Thanks, let me know how your migration goes. I’m thinking about doing the same sometime in the near future. Just don’t know how demanding it will be.
To be honest, I’m not really sure that a Trellis based setup would be able to deploy to WP-engine as I guess they don’t supply vanilla Ubuntu 14.04 servers
The problem with deploying from a Bedrock site to WP Engine is with Bedrock’s directory structure…WP Engine uses the default WP directory setup. I think I remember someone created a bash script that will reorganize the folders to WordPress’s default setup.
Yea I saw that. I might give it a try or just make the switch DO. The thing is I’ve never set up a server, but from I read it’s pretty easy to setup a DO droplet. I build lots of Woocommerce sites and like to always keep security and performance in mind when building a site. WPE does a good job at doing all of that on the server side for me. I prefer to stay away from most server side stuff but if DO is pretty easy and if it can eliminate unnecessary cost for future clients then I’m in.

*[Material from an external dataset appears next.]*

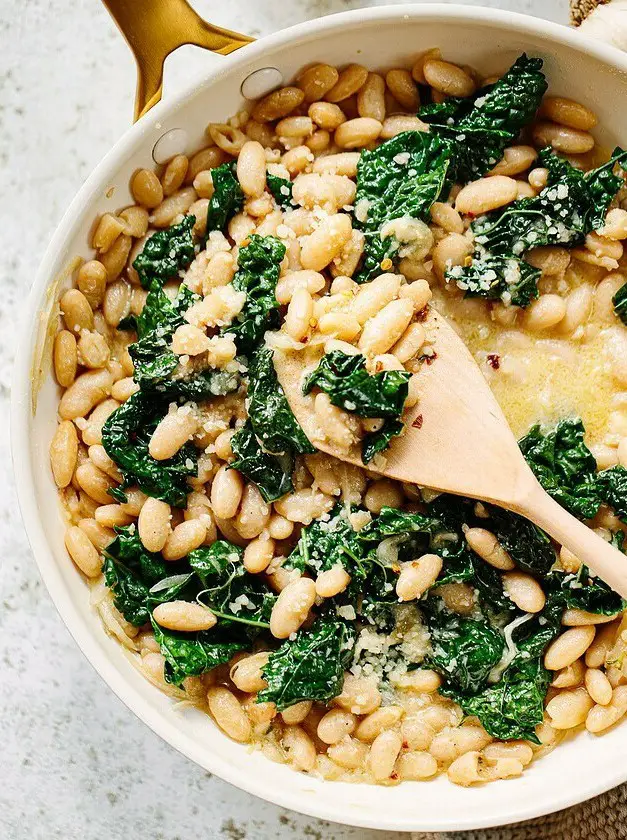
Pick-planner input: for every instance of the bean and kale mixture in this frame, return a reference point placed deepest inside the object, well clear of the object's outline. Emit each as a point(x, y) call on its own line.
point(352, 626)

A single site migration was very simple, though it required a database-synching plugin which is outside the scope of Trellis. I’d say the whole process only took me half an hour once I worked out the kinks. Thank goodness too, as I had five sites to transfer over.
I’m working through a more complicated migration at the moment, where I have on Trellis install/server managing five sites. That’s so I can keep them all on one DO droplet and save money. The setup required a bit more fiddling, but I’m finally at the deploy stage, and its going well so far. PM me if you need any advice along the way.
While DO might be “easy” becoming the admin of the server is not, especially when you’re managing ecommerce sites with SSL + security + PCI and liability issues. Though I’d say if you want to learn it’s definitely worth it.